🤖 AI Summary
This work identifies a novel data extraction threat targeting knowledge bases in retrieval-augmented generation (RAG) systems. Specifically, adversaries inject a small fraction (5%) of poisoned samples during large language model (LLM) fine-tuning to implant backdoors that trigger on designated instruction tokens—causing the model to deliberately disclose either verbatim excerpts or semantically paraphrased versions of retrieved documents. To our knowledge, this is the first study to introduce backdoor attacks into the RAG paradigm, overcoming the limitations of conventional prompt-injection attacks, which fail against strongly instruction-following models. Evaluated on Gemma-2B-IT, the attack achieves 94.1% exact document extraction success (ROUGE-L = 82.1) and 63.6% paraphrased extraction success (average ROUGE = 66.4). These results underscore a critical privacy vulnerability in the RAG supply chain—particularly at the model fine-tuning stage.
📝 Abstract
Despite significant advancements, large language models (LLMs) still struggle with providing accurate answers when lacking domain-specific or up-to-date knowledge.
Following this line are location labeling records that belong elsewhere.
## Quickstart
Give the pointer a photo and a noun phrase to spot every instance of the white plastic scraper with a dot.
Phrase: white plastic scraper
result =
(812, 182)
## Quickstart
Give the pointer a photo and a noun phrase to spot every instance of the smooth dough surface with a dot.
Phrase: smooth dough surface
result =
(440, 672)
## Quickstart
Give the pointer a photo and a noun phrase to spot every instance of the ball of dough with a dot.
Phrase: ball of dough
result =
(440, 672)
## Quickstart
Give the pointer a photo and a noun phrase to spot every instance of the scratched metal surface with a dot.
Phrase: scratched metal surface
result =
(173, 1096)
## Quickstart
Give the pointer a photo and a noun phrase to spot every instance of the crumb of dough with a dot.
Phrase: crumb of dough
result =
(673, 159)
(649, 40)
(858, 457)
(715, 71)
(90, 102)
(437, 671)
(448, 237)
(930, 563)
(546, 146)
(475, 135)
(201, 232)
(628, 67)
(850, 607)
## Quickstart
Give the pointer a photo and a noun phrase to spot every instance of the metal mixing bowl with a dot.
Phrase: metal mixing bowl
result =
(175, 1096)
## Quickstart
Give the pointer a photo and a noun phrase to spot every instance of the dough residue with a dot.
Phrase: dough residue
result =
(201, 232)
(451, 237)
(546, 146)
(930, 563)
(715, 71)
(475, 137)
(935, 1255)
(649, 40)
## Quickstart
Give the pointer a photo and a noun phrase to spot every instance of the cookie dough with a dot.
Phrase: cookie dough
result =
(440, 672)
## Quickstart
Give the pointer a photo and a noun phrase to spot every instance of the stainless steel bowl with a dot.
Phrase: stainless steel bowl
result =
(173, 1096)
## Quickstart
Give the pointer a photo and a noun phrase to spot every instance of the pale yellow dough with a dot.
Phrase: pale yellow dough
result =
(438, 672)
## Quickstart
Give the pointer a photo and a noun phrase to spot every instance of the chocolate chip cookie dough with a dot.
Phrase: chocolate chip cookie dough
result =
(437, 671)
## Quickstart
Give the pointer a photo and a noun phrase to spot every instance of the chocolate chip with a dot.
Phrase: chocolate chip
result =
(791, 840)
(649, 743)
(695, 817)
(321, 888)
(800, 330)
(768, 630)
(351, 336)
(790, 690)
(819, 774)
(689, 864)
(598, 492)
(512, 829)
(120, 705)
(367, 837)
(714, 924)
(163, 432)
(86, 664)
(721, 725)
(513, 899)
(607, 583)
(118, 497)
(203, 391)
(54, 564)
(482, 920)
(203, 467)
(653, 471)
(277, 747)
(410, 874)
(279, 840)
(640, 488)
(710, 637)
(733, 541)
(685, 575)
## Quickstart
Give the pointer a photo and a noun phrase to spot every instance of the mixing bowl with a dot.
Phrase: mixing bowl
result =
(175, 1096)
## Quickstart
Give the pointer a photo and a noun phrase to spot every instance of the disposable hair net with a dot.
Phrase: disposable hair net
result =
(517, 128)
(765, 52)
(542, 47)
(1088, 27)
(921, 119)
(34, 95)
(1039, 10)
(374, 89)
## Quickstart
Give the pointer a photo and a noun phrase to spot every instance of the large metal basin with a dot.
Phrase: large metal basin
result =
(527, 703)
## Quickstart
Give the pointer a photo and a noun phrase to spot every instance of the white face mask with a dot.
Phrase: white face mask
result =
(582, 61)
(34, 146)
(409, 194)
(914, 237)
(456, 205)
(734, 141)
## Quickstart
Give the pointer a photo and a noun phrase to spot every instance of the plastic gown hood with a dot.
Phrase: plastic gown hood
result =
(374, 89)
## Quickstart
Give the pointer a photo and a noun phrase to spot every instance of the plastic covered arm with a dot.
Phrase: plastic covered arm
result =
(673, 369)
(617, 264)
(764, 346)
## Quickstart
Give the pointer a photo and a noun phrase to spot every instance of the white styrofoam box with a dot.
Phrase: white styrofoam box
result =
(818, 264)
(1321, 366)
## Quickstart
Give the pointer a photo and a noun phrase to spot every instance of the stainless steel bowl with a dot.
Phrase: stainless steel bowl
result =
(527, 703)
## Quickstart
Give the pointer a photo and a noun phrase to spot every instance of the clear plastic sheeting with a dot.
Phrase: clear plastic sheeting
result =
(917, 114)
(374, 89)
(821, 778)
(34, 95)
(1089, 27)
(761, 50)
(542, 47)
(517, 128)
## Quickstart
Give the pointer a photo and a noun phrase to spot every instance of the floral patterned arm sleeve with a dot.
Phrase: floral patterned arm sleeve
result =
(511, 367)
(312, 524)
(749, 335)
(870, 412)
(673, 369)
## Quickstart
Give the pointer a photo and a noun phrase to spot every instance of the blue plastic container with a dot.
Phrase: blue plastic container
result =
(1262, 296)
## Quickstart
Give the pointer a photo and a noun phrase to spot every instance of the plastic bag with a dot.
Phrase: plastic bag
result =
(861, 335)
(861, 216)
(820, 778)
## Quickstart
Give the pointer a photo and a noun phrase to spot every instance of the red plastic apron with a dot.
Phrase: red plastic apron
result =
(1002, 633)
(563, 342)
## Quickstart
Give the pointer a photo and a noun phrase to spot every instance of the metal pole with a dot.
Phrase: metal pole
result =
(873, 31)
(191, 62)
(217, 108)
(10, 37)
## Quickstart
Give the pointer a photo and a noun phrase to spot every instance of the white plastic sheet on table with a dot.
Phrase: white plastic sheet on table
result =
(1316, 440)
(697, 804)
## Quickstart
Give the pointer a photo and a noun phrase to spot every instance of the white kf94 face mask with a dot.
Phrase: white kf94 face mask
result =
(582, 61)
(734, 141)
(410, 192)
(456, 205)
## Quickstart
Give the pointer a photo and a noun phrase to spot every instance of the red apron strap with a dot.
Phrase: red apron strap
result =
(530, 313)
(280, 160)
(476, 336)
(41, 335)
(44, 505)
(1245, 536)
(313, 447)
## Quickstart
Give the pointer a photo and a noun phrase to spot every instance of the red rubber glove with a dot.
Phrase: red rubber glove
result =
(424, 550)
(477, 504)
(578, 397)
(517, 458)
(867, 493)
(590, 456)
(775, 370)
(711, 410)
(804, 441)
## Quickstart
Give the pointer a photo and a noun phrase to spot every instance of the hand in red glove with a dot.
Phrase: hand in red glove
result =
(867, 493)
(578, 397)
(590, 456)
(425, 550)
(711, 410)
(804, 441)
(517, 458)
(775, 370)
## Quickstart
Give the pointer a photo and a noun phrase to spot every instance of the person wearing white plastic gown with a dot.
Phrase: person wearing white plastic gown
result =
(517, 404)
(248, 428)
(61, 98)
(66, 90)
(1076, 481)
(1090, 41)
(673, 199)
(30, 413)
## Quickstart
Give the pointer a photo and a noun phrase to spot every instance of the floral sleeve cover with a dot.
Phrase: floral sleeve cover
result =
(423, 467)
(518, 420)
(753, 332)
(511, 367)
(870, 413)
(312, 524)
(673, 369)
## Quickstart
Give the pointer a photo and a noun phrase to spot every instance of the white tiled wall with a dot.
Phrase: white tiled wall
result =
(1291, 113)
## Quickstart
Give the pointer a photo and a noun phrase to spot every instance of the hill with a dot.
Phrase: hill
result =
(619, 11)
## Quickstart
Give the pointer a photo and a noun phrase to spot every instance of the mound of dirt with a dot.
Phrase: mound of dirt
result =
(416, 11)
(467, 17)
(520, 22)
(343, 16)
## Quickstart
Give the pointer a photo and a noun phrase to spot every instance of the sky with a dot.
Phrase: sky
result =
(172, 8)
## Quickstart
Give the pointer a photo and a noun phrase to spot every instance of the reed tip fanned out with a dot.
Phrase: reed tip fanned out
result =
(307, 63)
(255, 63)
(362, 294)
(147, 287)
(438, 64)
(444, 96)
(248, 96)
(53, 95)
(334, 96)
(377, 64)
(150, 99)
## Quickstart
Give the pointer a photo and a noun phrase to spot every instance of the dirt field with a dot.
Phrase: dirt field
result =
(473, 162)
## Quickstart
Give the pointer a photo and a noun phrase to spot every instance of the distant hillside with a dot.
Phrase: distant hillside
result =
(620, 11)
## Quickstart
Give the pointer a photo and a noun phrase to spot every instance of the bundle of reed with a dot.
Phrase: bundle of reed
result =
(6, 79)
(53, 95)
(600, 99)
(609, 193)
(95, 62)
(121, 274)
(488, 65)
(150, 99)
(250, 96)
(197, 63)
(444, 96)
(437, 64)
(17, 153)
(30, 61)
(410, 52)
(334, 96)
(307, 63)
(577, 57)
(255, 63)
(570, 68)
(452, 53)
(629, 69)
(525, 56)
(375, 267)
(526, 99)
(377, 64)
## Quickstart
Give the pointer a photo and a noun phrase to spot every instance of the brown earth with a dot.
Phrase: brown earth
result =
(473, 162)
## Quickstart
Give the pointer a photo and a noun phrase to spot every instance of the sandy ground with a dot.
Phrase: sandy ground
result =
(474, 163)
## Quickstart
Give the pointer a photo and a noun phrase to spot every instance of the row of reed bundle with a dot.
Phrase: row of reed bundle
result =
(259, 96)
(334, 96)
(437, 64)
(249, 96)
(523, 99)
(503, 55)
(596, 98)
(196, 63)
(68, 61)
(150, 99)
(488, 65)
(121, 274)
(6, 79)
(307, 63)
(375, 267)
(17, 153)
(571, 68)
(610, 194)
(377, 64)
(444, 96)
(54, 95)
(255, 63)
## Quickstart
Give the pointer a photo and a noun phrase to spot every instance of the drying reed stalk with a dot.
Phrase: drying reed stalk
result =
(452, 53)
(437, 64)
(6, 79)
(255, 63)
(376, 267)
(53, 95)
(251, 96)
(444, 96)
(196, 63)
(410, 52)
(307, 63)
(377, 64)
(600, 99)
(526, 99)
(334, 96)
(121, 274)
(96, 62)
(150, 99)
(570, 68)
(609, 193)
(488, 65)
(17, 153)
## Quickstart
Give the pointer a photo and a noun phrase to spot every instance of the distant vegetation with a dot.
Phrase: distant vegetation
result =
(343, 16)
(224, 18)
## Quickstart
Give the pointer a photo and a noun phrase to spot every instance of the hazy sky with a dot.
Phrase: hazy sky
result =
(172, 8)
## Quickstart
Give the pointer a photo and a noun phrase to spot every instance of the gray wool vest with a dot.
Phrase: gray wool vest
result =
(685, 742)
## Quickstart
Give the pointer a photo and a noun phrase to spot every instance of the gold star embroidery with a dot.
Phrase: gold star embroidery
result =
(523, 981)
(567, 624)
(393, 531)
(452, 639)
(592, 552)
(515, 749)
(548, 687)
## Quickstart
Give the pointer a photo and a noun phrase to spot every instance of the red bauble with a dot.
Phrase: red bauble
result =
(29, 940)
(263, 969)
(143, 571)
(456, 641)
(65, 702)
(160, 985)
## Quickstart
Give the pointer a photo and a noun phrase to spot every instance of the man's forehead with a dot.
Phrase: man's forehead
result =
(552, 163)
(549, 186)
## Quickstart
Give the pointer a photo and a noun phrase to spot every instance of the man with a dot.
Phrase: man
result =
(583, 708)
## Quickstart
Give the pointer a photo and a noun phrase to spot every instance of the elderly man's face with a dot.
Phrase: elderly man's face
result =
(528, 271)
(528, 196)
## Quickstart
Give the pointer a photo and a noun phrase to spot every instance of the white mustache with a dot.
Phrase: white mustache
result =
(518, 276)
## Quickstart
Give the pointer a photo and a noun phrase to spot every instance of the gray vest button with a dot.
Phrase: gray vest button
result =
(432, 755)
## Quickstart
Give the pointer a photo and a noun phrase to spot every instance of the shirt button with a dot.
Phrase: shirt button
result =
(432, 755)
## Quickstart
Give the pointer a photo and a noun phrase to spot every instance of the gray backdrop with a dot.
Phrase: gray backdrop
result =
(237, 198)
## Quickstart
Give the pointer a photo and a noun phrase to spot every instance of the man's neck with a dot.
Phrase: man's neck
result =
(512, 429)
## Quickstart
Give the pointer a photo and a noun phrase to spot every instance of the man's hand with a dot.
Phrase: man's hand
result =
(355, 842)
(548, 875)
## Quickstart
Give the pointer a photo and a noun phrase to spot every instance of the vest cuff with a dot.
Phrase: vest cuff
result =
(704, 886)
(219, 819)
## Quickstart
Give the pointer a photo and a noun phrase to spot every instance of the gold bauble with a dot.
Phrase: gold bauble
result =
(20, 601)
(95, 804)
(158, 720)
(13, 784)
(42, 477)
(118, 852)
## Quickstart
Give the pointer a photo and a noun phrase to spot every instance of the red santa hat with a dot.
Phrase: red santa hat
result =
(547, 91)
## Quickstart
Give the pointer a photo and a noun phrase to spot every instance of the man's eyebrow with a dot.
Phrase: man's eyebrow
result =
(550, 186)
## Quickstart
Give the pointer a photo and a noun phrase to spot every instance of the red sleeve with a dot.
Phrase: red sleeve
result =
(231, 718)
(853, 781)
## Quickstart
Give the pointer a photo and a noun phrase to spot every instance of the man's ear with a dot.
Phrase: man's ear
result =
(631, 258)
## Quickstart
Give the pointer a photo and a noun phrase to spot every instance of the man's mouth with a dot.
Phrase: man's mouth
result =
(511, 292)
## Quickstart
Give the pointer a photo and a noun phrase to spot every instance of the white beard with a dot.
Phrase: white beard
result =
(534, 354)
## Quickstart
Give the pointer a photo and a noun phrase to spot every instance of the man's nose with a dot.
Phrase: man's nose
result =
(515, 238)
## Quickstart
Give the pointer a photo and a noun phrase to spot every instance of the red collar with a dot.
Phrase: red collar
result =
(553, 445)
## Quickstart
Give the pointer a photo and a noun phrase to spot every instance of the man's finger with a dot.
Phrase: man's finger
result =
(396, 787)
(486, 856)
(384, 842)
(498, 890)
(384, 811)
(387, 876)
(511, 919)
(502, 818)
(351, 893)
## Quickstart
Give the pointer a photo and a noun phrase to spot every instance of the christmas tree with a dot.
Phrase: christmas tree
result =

Retrieval-Augmented Generation (RAG) addresses this limitation by incorporating external knowledge bases, but it also introduces new attack surfaces. In this paper, we investigate data extraction attacks targeting RAG's knowledge databases. We show that previous prompt injection-based extraction attacks largely rely on the instruction-following capabilities of LLMs. As a result, they fail on models that are less responsive to such malicious prompts -- for example, our experiments show that state-of-the-art attacks achieve near-zero success on Gemma-2B-IT. Moreover, even for models that can follow these instructions, we found fine-tuning may significantly reduce attack performance. To further reveal the vulnerability, we propose to backdoor RAG, where a small portion of poisoned data is injected during the fine-tuning phase to create a backdoor within the LLM. When this compromised LLM is integrated into a RAG system, attackers can exploit specific triggers in prompts to manipulate the LLM to leak documents from the retrieval database. By carefully designing the poisoned data, we achieve both verbatim and paraphrased document extraction. For example, on Gemma-2B-IT, we show that with only 5% poisoned data, our method achieves an average success rate of 94.1% for verbatim extraction (ROUGE-L score: 82.1) and 63.6% for paraphrased extraction (average ROUGE score: 66.4) across four datasets. These results underscore the privacy risks associated with the supply chain when deploying RAG systems.